No dia em que se celebra a mártir Santa Luzia, ocorre o arraial das passarinhas, uma das mais singulares festas tradicionais vimaranenses, onde a religiosidade popular surge embebida em manifestações de carácter profano, nas quais a fé no poder protector da Santa se encontra com práticas imbuídas de boa dose de malícia inofensiva.

A romaria de Santa Luzia tem lugar, em cada 13 de Dezembro, junto da pequena capela que é dedicada à padroeira dos males dos olhos, construída pelo ano de 1600, no mesmo lugar da rua que lhe tomou o nome onde antigamente se situava uma gafaria (recolhimento de leprosos) para mulheres. A origem desta romaria está esquecida na memória dos séculos. É promovida pela Colegiada da Oliveira, havendo fama de que o seu rendimento em dinheiro, resultante das ofertas dos devotos, não será desprezível. A devoção a Santa Luzia é, entre nós, muito grande, não se circunscrevendo ao dia da romaria (o dia do ano em que a capela está aberta), conforme pode testemunhar quem passa à sua porta e vê as velas que constantemente ali são postas a arder em cumprimento de promessas.

Apesar da passagem do tempo e da mudança de costumes, a romaria de Santa Luzia continua a marcar presença de relevo no calendário devocional e festivo das gentes de Guimarães, que acorrem em grande número para fazerem e cumprirem promessas. Durante a romaria, realiza-se uma feira, que se estende pelos passeios da rua, onde tradicionalmente se faz a venda dos frutos secos típicos desta época do ano, com a castanha como rainha.
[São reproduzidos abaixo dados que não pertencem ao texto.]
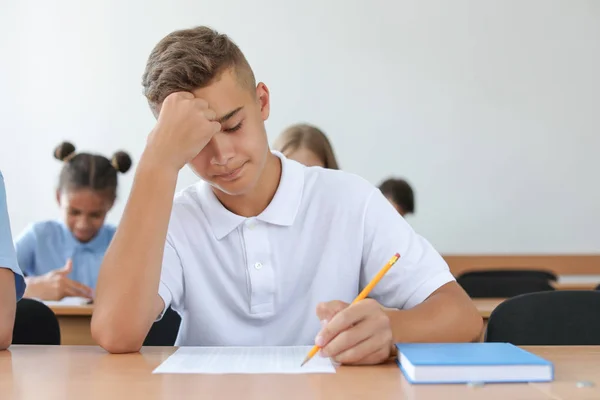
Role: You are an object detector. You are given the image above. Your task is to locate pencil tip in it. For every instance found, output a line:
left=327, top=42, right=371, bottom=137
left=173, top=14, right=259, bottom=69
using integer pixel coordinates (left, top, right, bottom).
left=300, top=358, right=308, bottom=367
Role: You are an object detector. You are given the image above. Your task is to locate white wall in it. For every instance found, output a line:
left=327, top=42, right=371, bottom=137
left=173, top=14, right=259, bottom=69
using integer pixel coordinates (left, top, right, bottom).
left=1, top=0, right=599, bottom=253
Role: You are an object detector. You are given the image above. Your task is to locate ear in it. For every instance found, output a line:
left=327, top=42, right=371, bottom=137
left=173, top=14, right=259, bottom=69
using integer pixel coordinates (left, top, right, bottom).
left=256, top=82, right=270, bottom=121
left=55, top=190, right=62, bottom=206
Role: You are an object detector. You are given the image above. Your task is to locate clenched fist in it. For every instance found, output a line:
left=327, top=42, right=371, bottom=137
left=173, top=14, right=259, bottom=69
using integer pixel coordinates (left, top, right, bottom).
left=144, top=92, right=222, bottom=171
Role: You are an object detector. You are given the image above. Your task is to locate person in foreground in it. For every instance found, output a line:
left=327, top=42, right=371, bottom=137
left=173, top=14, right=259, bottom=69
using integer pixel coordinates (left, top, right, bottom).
left=16, top=142, right=132, bottom=301
left=92, top=26, right=482, bottom=363
left=273, top=123, right=339, bottom=169
left=0, top=171, right=26, bottom=349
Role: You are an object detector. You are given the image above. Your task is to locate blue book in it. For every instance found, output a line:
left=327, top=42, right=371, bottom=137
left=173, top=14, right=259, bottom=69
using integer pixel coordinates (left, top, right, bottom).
left=396, top=343, right=554, bottom=384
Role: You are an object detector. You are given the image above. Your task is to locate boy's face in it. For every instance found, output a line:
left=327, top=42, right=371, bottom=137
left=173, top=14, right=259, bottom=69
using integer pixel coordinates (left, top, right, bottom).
left=188, top=69, right=271, bottom=196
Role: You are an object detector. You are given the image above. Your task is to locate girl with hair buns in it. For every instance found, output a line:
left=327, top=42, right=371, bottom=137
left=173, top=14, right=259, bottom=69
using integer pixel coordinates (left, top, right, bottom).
left=15, top=142, right=132, bottom=301
left=273, top=124, right=339, bottom=169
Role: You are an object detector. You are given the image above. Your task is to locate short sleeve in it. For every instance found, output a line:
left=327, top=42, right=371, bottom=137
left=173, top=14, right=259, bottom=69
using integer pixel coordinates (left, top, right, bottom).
left=0, top=172, right=25, bottom=300
left=157, top=235, right=184, bottom=320
left=14, top=224, right=37, bottom=276
left=361, top=188, right=454, bottom=310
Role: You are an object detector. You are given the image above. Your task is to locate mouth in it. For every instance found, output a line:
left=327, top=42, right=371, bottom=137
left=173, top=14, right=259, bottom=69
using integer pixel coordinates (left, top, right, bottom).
left=75, top=232, right=93, bottom=241
left=214, top=162, right=246, bottom=182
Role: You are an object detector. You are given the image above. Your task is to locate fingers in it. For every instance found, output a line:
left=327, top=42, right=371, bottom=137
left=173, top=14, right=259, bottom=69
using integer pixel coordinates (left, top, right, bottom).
left=340, top=341, right=394, bottom=365
left=316, top=300, right=349, bottom=323
left=210, top=121, right=222, bottom=134
left=315, top=299, right=392, bottom=365
left=164, top=91, right=195, bottom=103
left=201, top=107, right=217, bottom=121
left=320, top=316, right=374, bottom=358
left=191, top=99, right=220, bottom=133
left=63, top=278, right=93, bottom=298
left=63, top=286, right=91, bottom=299
left=57, top=259, right=73, bottom=275
left=317, top=300, right=375, bottom=347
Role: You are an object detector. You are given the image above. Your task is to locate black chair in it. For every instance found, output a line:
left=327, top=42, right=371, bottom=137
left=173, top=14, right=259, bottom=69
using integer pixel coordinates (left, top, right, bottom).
left=457, top=276, right=555, bottom=298
left=143, top=307, right=181, bottom=346
left=12, top=299, right=61, bottom=345
left=596, top=284, right=600, bottom=291
left=458, top=269, right=557, bottom=282
left=485, top=291, right=600, bottom=345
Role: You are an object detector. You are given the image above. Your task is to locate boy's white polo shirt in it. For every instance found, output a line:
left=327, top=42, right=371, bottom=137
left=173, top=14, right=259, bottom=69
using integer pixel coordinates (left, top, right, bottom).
left=158, top=152, right=454, bottom=346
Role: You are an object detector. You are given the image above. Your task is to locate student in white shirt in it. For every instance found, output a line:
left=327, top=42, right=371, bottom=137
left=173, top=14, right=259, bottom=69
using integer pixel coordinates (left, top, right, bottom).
left=92, top=26, right=482, bottom=362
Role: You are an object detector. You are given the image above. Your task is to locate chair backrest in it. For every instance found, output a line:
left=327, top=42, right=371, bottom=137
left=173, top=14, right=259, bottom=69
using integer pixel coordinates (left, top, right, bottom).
left=12, top=299, right=61, bottom=345
left=457, top=275, right=555, bottom=298
left=485, top=291, right=600, bottom=345
left=143, top=307, right=181, bottom=346
left=596, top=284, right=600, bottom=291
left=458, top=269, right=557, bottom=282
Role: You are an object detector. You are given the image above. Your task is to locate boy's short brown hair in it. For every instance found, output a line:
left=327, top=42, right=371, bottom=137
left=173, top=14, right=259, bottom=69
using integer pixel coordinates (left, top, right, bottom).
left=142, top=26, right=256, bottom=116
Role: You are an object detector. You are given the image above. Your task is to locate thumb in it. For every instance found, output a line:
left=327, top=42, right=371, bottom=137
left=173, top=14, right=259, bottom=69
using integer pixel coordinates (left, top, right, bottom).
left=58, top=259, right=73, bottom=275
left=316, top=300, right=349, bottom=323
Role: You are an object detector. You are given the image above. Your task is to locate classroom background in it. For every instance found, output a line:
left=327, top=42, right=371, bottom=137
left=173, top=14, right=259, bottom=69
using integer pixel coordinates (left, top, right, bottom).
left=1, top=0, right=598, bottom=257
left=2, top=1, right=600, bottom=398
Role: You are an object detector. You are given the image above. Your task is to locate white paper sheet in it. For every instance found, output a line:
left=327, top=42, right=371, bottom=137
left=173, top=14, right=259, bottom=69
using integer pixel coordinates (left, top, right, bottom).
left=153, top=346, right=336, bottom=374
left=42, top=296, right=92, bottom=306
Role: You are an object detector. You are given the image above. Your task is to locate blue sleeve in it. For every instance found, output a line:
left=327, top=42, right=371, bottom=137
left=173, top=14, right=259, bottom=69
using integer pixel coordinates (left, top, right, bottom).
left=14, top=224, right=37, bottom=276
left=0, top=172, right=25, bottom=300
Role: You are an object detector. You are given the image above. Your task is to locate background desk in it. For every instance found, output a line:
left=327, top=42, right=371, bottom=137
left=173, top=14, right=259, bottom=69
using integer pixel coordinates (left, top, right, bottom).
left=473, top=298, right=504, bottom=320
left=47, top=304, right=94, bottom=345
left=1, top=346, right=599, bottom=400
left=47, top=297, right=582, bottom=345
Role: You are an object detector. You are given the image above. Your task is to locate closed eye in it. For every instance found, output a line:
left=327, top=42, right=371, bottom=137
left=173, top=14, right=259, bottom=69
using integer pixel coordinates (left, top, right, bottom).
left=223, top=121, right=243, bottom=133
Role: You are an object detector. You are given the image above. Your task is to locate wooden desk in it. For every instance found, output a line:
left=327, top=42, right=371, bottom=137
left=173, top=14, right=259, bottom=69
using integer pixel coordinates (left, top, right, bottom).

A festa de Santa Luzia de Guimarães distingue-se de todas as outras por nela ocuparem lugar central, além da santa protectora dos olhos, uns objectos de diferentes formatos que se expõem nas bancas das vendedeiras, moldados em massa de centeio ou de trigo, revestidos com uma cobertura branca de açúcar e alindados com pedacinhos de papel colorido, fitas e laçarotes. Essas guloseimas açucaradas assumem diversas figuras, que representam, nomeadamente, cornetas, cruzes, relógios, cães ou cavalos. Mas, nesse dia, o centro das atenções é ocupado pelas passarinhas (que competem com Santa Luzia para darem o nome ao arraial) e pelos sardões.

Não será necessário grande conhecimento de linguagem simbólica nem de gíria de carácter sexual para fazer associações coloridas entre aqueles objectos e o seu significado. Entre as centenas de designações populares que se aplicam aos órgãos genitais feminino e masculino, a passarinha e o sardão são dos mais utilizados no linguarejar do nosso povo.

Tanto os nomes, como as formas daqueles objectos festivos (que, pormenor que convirá notar, são envolvidos por uma cobertura de açúcar), nos remetem para sobrevivências de cultos fálicos ancestrais, de que não faltam referências em velhas descrições no folclore português, mas que hoje já se encontram extintos ou em extinção em praticamente todo o lado. Mas não em Guimarães, como se vê.

É certo que vivemos tempos em que uma poderosa máquina de aculturação vai esmagando usos e costumes tradicionais de cunho local, substituindo-os por uma mitologia mais ou menos urbana com uma forte componente comercial, que explica, por exemplo, a moda, de importação recente, da celebração do dia de S. Valentim (santo manifestamente alienígena às nossas tradições), tornando-o num dia dos namorados com dimensão planetária.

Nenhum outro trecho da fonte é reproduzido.